Submit the files using the procedure given to you for your section of the course.
If your makefile is set up correctly, you should be able to execute the command make submit.


Submit Tools

There are a number of tools available to you to check on your submittal. It is your responsibility to ensure that the submittal is correct and will result in a successful compilation of your project. Do not wait till the last minute to submit your files. Give yourself enough time to check that your submittal is correct.

If you don't submit a project correctly, you will not get credit for it. Why throw away all that hard work you did to write the project? Check . Make sure they work. Do this before the due date.

Documentation for the submit program is on the web at http://www.gl.umbc.edu/submit/ . One of the tools provided by the submit program is
submitls. It lists the names of the files you have submitted.

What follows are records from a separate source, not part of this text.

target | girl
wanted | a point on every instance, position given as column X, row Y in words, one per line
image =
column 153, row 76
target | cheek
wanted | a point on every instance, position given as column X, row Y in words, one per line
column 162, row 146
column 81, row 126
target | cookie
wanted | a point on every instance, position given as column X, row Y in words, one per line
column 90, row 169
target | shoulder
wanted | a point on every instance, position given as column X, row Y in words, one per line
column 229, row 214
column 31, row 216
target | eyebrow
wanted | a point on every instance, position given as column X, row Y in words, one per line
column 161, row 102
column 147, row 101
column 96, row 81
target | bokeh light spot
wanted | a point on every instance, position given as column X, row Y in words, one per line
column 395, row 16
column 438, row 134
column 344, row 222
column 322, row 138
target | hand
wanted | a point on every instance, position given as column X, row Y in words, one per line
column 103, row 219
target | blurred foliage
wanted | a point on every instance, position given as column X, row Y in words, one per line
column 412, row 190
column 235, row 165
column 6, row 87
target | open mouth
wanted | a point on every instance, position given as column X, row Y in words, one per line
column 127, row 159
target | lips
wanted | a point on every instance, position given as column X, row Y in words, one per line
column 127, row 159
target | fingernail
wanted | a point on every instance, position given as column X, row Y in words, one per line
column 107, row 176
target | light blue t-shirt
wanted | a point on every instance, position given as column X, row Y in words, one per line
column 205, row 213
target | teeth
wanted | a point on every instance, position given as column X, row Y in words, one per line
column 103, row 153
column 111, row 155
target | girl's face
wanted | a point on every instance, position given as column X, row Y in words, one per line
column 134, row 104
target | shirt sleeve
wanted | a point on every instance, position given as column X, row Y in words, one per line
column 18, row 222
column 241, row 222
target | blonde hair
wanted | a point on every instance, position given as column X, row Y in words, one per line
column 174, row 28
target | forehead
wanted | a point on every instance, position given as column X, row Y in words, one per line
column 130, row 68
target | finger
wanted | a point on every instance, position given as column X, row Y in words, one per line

Additionally, there are two programs for use only by CMSC-341 students (not part of the UCS submit program). They are in the directory
/afs/umbc.edu/users/d/e/dennis/pub/CMSC341/ and are named submitmake and submitrun. You can use these programs to make or run your submitted projects.

The syntax is similar to that for submit:

submitmake <class> <project>

Example:  submitmake cs341 Proj4

This makes the project, and shows you the report from the make utility. It cleans up the directory after making the project (removes .o and ii_files), but leaves the
executable in place.

submitrun <class> <project> [command-line args]

Example:  submitrun cs341 Proj5 test.txt

This runs the project, assuming there is an executable (i.e. submitmake was run successfully).


Grading and Academic Integrity

Your project will be tested using a variety of command lines, some of which will be invalid.
Your project will also be tested using a variety of command files which will test various conditions which your code should handle.

Project grading is described in the Project Policy handout.
Cheating in any form will not be tolerated. Please re-read the Project Policy handout for further details on honesty in doing projects for this course.

Remember, the due date is firm. Submittals made after midnight of the due date will not be accepted. Do not submit any files after that time.